Have, diode 2i connects cathode/anode at drain electrode/source electrode of nMOS transistor 2c again.In addition, diode 2j connects cathode/anode at drain electrode/source electrode of nMOS transistor 2d.
In addition, be connected in series between DC power supply VDD and ground connection to the nMOS transistor 2e of gate electrode input drive control signal SW with to the nMOS transistor 2f of gate electrode input drive control signal SZ.Terminal between this nMOS transistor 2e and the nMOS transistor 2f connects with the W of motor M coil mutually.Supply with driving voltage W from this terminal to the coil of W phase.
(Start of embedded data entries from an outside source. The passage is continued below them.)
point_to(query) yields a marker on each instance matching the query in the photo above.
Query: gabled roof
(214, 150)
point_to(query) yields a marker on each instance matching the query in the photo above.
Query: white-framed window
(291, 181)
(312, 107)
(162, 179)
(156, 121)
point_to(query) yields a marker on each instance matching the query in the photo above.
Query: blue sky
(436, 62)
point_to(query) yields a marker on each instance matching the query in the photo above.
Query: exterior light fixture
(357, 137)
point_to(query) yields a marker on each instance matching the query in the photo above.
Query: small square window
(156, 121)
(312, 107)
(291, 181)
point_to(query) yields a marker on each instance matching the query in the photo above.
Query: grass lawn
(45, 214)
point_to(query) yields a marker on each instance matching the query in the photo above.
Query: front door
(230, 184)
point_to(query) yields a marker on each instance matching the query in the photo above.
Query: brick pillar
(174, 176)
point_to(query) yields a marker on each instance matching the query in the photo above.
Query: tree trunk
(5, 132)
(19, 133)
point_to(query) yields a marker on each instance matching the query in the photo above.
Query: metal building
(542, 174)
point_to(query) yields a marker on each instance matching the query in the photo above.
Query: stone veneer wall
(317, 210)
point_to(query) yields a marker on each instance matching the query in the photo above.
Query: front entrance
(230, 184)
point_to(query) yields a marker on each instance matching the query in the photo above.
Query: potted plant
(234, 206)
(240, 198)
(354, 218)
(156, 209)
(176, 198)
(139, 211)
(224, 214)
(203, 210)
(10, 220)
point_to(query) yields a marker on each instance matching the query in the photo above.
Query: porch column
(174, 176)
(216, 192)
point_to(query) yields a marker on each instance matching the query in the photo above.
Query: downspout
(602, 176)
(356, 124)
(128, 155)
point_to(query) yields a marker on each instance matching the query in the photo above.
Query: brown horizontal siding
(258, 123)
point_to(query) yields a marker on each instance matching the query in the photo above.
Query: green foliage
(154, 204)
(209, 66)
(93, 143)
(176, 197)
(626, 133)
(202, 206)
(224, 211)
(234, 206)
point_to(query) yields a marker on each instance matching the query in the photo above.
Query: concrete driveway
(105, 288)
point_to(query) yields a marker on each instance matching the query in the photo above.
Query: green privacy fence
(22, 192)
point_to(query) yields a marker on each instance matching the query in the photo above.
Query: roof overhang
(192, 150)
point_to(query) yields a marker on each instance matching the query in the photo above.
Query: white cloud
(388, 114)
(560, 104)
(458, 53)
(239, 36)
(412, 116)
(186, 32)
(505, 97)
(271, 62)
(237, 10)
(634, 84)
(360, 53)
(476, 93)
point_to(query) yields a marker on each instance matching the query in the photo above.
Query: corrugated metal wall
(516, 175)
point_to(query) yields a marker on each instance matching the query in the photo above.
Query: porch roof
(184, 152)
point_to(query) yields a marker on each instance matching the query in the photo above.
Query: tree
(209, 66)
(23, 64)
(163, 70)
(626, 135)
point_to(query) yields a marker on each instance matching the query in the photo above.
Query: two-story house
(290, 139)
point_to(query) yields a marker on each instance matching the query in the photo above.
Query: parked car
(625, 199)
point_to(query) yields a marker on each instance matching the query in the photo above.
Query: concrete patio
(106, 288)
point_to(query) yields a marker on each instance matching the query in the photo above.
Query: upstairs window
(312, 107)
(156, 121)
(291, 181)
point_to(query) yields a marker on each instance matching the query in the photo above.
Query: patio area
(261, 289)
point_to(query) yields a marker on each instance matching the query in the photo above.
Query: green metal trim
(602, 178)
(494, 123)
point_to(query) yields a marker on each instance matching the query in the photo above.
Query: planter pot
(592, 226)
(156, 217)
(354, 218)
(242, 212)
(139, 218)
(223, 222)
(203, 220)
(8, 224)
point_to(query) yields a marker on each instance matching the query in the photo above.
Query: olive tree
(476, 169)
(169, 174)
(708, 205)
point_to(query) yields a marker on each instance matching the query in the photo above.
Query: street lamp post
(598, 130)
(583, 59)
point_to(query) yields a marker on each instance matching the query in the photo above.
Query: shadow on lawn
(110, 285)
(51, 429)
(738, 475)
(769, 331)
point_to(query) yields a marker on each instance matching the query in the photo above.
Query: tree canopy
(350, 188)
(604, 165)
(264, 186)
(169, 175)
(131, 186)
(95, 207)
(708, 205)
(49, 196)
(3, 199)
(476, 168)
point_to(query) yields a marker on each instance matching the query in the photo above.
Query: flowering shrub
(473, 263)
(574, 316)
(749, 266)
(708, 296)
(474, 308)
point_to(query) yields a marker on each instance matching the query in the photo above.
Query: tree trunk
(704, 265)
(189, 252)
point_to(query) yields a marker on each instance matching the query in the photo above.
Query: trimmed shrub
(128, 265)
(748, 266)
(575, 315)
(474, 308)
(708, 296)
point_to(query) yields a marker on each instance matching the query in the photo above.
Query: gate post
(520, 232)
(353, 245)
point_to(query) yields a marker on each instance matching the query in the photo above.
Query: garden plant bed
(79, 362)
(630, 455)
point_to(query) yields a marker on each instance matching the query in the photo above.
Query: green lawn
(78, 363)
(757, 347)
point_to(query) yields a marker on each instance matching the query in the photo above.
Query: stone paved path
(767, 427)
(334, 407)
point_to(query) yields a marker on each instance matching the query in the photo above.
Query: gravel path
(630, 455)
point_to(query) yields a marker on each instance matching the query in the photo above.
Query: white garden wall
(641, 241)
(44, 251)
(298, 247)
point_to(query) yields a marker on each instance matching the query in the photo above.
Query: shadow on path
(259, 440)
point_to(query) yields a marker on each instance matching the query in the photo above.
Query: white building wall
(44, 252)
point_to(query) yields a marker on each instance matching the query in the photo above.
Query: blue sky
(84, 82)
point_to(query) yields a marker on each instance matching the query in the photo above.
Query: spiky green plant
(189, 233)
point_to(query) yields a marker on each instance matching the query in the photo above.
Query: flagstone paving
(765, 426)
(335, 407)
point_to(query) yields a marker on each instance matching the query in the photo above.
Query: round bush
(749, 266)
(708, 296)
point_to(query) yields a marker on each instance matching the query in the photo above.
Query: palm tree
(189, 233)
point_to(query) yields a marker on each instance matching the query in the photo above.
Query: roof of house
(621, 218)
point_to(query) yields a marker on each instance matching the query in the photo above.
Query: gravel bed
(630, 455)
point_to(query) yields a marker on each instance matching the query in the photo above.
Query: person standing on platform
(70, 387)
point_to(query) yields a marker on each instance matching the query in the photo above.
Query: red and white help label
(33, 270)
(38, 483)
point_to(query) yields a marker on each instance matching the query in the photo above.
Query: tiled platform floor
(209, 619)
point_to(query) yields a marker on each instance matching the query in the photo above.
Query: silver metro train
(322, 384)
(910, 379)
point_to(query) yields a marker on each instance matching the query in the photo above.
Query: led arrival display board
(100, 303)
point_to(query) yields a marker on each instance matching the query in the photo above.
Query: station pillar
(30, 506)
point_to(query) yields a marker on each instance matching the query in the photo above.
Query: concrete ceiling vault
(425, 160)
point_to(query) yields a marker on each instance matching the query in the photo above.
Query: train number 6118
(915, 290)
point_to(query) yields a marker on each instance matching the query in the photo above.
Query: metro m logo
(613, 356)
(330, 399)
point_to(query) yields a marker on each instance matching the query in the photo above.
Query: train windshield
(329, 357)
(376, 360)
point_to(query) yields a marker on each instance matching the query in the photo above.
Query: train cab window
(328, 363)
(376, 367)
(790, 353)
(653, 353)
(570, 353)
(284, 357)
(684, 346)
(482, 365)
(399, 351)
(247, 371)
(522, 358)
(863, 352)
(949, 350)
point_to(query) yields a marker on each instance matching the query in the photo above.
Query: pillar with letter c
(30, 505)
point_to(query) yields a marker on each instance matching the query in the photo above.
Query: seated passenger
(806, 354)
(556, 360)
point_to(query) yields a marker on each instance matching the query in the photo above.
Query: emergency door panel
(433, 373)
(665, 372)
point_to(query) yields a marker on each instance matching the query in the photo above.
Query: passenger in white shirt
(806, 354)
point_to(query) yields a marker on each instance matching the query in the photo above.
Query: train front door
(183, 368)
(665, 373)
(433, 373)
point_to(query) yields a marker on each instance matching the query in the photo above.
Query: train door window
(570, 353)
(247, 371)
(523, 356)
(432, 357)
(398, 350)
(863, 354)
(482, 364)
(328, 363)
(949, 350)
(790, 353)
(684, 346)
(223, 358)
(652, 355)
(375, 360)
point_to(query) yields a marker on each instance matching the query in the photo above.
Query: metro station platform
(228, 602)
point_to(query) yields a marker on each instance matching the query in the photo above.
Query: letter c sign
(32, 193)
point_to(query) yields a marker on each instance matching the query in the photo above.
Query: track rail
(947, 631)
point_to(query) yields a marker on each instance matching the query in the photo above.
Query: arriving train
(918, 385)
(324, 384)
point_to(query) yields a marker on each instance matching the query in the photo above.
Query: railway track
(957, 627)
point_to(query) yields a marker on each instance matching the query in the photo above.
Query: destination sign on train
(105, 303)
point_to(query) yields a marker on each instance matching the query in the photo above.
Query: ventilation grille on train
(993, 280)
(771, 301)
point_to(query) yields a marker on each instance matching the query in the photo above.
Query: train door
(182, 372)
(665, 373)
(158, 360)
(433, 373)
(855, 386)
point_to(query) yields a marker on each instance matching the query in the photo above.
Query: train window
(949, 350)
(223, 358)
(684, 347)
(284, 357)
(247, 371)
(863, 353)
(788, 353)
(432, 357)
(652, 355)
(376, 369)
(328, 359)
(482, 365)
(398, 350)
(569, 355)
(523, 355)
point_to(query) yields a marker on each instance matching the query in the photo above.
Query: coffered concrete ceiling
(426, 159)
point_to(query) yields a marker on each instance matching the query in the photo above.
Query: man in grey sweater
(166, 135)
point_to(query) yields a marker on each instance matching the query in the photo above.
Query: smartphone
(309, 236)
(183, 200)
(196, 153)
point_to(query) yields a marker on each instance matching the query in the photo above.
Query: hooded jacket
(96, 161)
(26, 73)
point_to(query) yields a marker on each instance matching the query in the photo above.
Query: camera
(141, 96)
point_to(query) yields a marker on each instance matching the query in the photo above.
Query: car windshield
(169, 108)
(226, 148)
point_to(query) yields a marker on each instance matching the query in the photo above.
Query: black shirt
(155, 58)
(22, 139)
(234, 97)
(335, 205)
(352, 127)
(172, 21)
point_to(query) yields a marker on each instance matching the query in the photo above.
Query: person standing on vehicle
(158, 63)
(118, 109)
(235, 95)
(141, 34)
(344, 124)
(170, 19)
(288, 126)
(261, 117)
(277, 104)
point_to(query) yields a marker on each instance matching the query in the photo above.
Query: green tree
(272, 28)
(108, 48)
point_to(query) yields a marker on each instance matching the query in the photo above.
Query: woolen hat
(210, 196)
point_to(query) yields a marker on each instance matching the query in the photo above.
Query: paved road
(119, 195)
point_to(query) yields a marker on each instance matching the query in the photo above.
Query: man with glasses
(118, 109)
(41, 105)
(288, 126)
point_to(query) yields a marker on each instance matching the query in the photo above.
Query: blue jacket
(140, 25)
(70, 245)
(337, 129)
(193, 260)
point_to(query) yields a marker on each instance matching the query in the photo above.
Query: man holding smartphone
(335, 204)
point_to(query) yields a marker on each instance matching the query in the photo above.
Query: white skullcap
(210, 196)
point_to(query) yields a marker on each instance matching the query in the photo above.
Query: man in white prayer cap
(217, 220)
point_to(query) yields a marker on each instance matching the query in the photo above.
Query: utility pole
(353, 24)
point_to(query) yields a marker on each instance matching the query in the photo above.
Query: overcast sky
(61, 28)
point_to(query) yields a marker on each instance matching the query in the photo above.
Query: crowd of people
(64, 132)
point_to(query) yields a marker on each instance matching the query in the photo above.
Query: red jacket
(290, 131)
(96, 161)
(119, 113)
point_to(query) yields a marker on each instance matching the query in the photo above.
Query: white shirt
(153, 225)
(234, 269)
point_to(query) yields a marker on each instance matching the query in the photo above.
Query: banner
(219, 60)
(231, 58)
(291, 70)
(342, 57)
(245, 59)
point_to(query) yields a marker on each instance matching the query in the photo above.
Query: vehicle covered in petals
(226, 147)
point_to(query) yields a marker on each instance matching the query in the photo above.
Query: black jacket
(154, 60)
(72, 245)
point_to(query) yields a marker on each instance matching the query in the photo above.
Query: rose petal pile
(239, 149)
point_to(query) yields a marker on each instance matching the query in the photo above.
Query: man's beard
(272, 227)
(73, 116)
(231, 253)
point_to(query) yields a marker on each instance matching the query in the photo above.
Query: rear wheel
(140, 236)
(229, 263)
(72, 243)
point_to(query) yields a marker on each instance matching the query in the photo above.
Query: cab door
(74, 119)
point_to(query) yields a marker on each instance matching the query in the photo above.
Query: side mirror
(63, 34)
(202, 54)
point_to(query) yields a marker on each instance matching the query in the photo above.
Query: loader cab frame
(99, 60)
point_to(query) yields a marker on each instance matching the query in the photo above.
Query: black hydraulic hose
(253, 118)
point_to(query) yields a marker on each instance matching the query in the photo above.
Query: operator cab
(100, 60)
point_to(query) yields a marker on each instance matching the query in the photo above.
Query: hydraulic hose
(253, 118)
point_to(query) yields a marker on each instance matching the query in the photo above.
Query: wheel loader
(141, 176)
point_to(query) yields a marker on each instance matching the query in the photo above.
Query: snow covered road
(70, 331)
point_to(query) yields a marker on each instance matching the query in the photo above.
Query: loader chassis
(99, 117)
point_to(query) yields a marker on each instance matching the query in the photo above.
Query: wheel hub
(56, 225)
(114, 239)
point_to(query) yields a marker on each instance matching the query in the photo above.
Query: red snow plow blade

Have, diode 2k connects cathode/anode at drain electrode/source electrode of nMOS transistor 2e again.In addition, diode 2l connects cathode/anode at drain electrode/source electrode of nMOS transistor 2f.
The driving voltage U of motor M through this three-phase, V, W and electric current is arranged to drive at the coil stream of three-phase.
Also have, resistance R U, RV, RW connect between nMOS transistor 2b, 2d, 2f and ground connection respectively.That is, at the coil of motor M mobile current flowing resistance RU, RV, RW.Therefore, as the analog signal ImU of the voltage of this resistance R U, RV, RW or electric current, ImV, ImW with corresponding at the mobile current of electric Im of motor M (coil of motor M).
In addition, the microcomputer 300 of motor-drive circuit 100 bases and outside communicates by letter with controlling and driving control signal SU, SX, SV, SY, SW, SZ Control Driver 200 (control is for driving voltage U, V, the W of the three-phase of motor M), with the driving of control motor M.
Here, for example as shown in Figure 1, motor-drive circuit 100 has: revolution information generative circuit 1, drive control signal generative circuit 3 and AD converter 4.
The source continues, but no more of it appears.